My dad passed suddenly and unexpectedly at the age of 31. I was five years old. Well, it was seventeen days before my fifth birthday actually. Lots of things have passed in these decades since, and I am a happy girl. Still though. I miss him.
I miss belonging and I miss not knowing what it was like to be fatherless, although I don’t even remember that really. I miss a day when I wasn’t reminded what it is like to have a hole where something should be. I especially ache on Father’s Day and on the big days. My wedding and the birth of my own son stand out as some really sore moments, despite their obvious happiness.

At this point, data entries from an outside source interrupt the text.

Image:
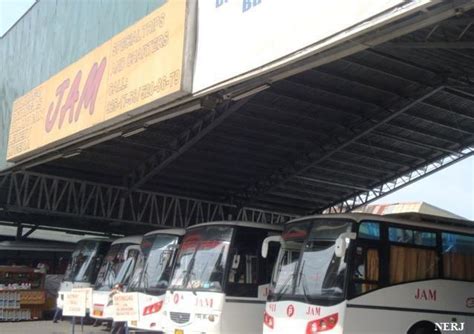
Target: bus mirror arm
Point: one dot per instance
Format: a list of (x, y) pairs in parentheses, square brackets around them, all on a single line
[(266, 242), (342, 243)]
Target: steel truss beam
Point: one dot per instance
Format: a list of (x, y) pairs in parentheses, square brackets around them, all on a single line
[(159, 160), (281, 175), (385, 188), (34, 193)]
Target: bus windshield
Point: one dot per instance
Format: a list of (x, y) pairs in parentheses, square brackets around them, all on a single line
[(108, 273), (83, 261), (202, 258), (158, 251), (307, 267)]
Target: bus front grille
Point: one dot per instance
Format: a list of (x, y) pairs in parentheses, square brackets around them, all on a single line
[(179, 317)]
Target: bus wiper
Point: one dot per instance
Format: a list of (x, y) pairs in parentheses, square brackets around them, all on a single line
[(300, 278), (285, 287)]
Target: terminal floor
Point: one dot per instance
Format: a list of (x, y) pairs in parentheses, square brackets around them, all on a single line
[(47, 327)]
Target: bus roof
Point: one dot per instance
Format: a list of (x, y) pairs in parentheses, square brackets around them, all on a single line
[(239, 223), (98, 239), (172, 231), (413, 219), (133, 239), (46, 246)]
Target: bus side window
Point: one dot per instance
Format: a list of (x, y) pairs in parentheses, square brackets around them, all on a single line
[(458, 256), (365, 273), (246, 267)]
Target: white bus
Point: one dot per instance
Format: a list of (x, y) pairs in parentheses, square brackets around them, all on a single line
[(220, 279), (114, 275), (151, 278), (83, 267), (359, 273)]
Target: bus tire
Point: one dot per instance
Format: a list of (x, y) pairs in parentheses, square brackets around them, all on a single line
[(423, 327)]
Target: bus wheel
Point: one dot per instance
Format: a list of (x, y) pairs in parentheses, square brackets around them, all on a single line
[(423, 327)]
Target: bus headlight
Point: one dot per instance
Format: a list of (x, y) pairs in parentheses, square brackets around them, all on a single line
[(321, 325), (268, 320), (204, 316)]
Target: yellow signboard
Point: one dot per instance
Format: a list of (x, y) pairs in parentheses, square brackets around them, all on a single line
[(142, 64)]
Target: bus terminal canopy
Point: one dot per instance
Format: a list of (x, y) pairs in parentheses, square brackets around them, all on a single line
[(330, 131)]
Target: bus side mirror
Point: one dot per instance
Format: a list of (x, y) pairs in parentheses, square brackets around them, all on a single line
[(342, 242), (266, 242)]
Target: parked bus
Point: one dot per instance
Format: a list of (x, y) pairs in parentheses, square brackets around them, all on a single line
[(84, 266), (52, 255), (220, 279), (114, 275), (151, 278), (359, 273)]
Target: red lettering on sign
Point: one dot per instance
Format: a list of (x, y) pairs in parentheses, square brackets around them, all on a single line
[(313, 311), (470, 302), (87, 98), (176, 298), (425, 294), (290, 310), (272, 307), (204, 302)]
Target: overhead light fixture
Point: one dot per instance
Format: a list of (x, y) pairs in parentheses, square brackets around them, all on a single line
[(249, 92), (39, 162), (100, 140), (71, 154), (188, 107), (133, 132)]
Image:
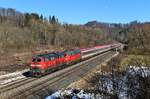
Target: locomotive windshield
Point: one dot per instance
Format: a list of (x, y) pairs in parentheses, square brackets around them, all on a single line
[(36, 60)]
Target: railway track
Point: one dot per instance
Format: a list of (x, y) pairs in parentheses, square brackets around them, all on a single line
[(40, 87)]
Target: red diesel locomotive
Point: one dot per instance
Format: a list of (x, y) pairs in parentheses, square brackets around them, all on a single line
[(44, 63)]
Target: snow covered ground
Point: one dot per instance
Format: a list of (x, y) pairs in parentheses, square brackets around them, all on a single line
[(127, 86)]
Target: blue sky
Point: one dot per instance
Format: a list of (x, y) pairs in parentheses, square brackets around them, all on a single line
[(82, 11)]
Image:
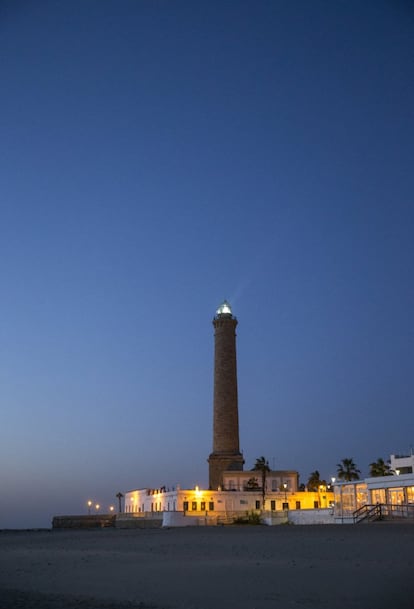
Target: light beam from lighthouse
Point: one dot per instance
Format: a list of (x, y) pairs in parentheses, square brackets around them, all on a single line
[(226, 455)]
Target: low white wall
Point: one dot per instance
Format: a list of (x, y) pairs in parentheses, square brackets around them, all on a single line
[(177, 519), (320, 516), (274, 518)]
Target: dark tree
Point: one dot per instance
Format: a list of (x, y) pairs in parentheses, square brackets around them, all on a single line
[(347, 470), (262, 466), (379, 468), (314, 481)]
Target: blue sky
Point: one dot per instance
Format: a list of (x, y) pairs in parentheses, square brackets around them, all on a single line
[(158, 157)]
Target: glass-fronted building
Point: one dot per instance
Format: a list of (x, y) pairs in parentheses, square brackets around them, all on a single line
[(394, 494)]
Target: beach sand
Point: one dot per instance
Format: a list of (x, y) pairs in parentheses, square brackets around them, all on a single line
[(246, 567)]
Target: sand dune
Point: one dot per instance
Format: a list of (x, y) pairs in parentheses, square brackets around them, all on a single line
[(363, 566)]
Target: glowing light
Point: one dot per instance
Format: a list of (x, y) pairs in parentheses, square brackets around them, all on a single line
[(224, 309)]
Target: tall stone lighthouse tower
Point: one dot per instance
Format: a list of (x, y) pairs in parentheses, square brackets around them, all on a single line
[(226, 455)]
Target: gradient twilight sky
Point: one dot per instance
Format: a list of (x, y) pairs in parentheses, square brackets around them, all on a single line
[(158, 156)]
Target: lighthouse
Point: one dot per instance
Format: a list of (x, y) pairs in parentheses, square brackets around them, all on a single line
[(226, 455)]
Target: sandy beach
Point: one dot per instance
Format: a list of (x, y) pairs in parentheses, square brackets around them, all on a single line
[(365, 566)]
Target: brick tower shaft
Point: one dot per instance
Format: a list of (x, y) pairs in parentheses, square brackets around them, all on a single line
[(226, 454)]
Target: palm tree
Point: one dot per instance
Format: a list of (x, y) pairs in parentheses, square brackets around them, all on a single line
[(379, 468), (262, 466), (315, 481), (119, 496), (347, 470)]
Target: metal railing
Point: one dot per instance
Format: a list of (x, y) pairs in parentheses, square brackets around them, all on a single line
[(383, 511)]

But as I grow older and my own age mirrors his last months and I have begun a family of my own, what I think about most is not so much the void I have lived with, but who he was. What he would have taught me had he been given the time. What I would remember beyond the handful of shaded memories I have in my own mind. What he would think of Jude and what they would do together. That stuff tears me to pieces.
Last October, my dad’s sister came to Jude’s birthday party, and as she left, she gave me a disc of scanned photos which someone on that side of the family took the time to organize, copy, and label. It’s seriously one of my most treasured possessions. As I flip through them, I laugh and smile and cry at the same time.
It’s good to be reminded where a human life starts, no matter how young it ends.
It’s good to see tiny reflections of my own son’s face in some of these expressions.
It’s good to remember your own parents were once knobby-knee’d, rough and tumble, mischievous little kids themselves and that school picture day is a timeless torture of starched clothing.
It’s good to remind yourself that they were once young and in love and opening champagne for their recent engagement. And that the seventies had some great hair.
Still, there are some photos I see that hurt a little. There are some that I know come with some crazy stories that I will never get to hear because the only person who could tell me isn’t here to talk.
And in these masses of pictures, I find one of myself fourteen days before my fifth birthday. Looking at my own little fingers as a distraction from the memorial behind me after they returned my own father to dirt. It’s a day and an image that haunts me still.
And some of these photos make me ache simply because these smiles have no idea that so much unexpected heartache lies ahead.
But I guess it’s better that way, really. Counting down days or dreading some future occurrence does nothing but rob us of present joy. And true presence in this moment – the real kind – is what matters.
And I think that’s what my dad taught me.